All series report lucent lines or lucent zones at the glenoid-bone cement junction. These vary considerably in frequency among the different series, ranging from 30% to 93% of shoulders reported. The keel portion of this implant serves as the significant means of attachment to the scapula, and the lucent zones seen at the cement-bone junction surrounding the keel are of great concern. The median percentage of the number of shoulders analyzed in which a lucent line was identified at the bone-cement junction of the keel part of the component is 36. The argument has been presented that when these lucent lines or zones are seen in patients they are almost always present immediately postoperatively and clearly represent an error in surgical technique. (Neer, Watson and Stanton, 1982) This may be the most common sequence of events associated with roentgenographic lucent zones at the glenoid bone-cement junction and speaks for the need for meticulous preparation of the bony bed and cementing at the time of surgery. However, it has also been reported that these lucent zones have not been present immediately after surgery but rather have developed over time. (Cofield, 1984) Green and Norris(Green and Norris, 1994b) and Slawson et al (Slawson, Everson and Craig, 1995) have recently provided a review of imaging techniques for evaluating glenohumeral arthroplasty.

Franklin and co-authors have suggested a classification system for describing the radiographic appearance of the glenoid component. (Franklin, Barrett, Jackins, et al., 1988) In Class 0, there is no lucency. In Class 1, there is lucency at the superior or inferior flange only. In Class 2, there is incomplete lucency at the keel. In Class 3, there is complete lucency up to 2 mm around the component. In Class 4, there is complete lucency greater than 2 mm around the component. In Class 5A, the component has translated, tipped, or shifted in position. And in Class 5B, the component has become dislocated from the bone.

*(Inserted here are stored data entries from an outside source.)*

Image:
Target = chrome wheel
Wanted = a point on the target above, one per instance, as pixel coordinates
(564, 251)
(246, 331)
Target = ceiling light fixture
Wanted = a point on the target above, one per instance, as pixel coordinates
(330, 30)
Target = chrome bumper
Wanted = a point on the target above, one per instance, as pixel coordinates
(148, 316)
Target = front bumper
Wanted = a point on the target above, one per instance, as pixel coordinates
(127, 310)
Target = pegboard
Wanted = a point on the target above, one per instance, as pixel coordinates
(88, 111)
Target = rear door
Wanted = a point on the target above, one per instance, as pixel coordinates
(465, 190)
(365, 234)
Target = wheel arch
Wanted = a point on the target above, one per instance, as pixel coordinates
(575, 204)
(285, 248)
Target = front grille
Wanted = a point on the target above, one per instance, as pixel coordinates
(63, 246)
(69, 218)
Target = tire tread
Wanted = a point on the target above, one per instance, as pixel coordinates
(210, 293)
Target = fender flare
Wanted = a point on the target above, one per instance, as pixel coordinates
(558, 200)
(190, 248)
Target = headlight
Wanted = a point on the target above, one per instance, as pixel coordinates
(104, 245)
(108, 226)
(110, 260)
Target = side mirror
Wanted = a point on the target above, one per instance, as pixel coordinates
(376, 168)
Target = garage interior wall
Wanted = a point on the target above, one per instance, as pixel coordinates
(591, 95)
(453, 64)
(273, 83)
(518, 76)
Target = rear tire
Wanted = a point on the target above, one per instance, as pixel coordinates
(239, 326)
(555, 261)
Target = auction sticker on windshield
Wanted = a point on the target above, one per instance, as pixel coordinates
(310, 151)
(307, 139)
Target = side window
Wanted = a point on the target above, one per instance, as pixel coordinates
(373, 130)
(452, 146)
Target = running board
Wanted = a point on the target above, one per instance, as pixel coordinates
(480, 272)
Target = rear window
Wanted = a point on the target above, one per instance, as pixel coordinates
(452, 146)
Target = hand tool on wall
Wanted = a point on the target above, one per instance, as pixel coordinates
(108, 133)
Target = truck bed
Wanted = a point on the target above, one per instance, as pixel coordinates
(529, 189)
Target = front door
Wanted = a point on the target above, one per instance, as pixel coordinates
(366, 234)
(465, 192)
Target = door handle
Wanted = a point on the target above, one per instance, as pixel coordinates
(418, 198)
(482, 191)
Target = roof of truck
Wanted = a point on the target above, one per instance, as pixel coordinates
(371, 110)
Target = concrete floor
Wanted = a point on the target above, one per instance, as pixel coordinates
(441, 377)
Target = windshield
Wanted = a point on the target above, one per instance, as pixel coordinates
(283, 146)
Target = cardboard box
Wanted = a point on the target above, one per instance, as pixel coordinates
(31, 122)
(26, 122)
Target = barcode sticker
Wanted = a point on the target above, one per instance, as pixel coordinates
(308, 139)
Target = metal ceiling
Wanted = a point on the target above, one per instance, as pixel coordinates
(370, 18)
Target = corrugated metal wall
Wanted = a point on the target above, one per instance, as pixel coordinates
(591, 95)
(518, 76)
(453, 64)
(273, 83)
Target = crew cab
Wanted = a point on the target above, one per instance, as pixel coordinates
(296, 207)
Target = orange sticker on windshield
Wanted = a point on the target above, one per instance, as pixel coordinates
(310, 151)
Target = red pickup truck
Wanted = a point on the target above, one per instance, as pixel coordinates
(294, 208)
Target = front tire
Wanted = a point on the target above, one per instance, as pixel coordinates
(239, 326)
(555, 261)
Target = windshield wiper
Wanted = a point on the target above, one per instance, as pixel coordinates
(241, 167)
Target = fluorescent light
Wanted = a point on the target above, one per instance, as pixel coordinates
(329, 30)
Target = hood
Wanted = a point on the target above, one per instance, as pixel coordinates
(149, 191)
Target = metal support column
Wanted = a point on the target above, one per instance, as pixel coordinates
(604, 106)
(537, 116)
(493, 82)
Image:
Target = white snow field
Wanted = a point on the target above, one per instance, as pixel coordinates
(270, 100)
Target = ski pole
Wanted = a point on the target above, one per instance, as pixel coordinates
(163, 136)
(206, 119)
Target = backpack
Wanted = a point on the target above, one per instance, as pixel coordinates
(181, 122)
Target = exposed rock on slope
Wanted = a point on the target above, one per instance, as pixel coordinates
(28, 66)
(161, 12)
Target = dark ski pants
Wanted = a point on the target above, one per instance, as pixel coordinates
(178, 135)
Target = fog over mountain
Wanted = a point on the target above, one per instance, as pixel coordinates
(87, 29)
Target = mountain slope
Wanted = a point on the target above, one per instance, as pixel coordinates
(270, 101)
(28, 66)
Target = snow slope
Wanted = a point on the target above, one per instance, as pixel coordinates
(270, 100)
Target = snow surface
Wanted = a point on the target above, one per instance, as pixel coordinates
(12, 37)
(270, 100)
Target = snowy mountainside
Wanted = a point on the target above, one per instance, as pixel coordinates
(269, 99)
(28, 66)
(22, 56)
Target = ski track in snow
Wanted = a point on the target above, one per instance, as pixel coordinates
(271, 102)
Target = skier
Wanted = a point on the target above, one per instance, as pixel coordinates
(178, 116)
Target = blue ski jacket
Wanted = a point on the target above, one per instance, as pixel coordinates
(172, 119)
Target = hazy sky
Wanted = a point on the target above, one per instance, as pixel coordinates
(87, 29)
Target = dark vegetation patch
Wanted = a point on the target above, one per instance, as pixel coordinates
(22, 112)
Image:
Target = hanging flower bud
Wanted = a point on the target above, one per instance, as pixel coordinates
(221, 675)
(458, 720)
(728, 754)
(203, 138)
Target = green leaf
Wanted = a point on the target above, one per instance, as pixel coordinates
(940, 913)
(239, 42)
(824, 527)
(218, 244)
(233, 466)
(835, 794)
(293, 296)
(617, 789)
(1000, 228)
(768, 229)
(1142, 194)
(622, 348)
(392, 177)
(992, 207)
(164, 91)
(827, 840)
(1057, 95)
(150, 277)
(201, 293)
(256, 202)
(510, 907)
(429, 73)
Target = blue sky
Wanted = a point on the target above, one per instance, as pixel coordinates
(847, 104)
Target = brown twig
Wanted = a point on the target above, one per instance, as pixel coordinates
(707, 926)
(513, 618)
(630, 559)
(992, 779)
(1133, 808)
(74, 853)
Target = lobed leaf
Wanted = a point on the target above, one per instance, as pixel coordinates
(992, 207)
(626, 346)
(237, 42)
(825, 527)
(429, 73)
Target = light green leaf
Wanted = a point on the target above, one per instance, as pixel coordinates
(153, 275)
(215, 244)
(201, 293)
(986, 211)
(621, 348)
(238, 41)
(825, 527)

In the series by Barrett (Barrett, Franklin, Jackins, et al., 1987) and Cofield, (Cofield, 1984) analyses have also included a shift in glenoid component position relative to the position achieved immediately following surgery. Analysis of component movement relative to the bone requires the viewing of sequential x-rays over time because often a lucent zone is not seen. This finding implies component loosening, but it can easily be overlooked if serial x-rays are not studied.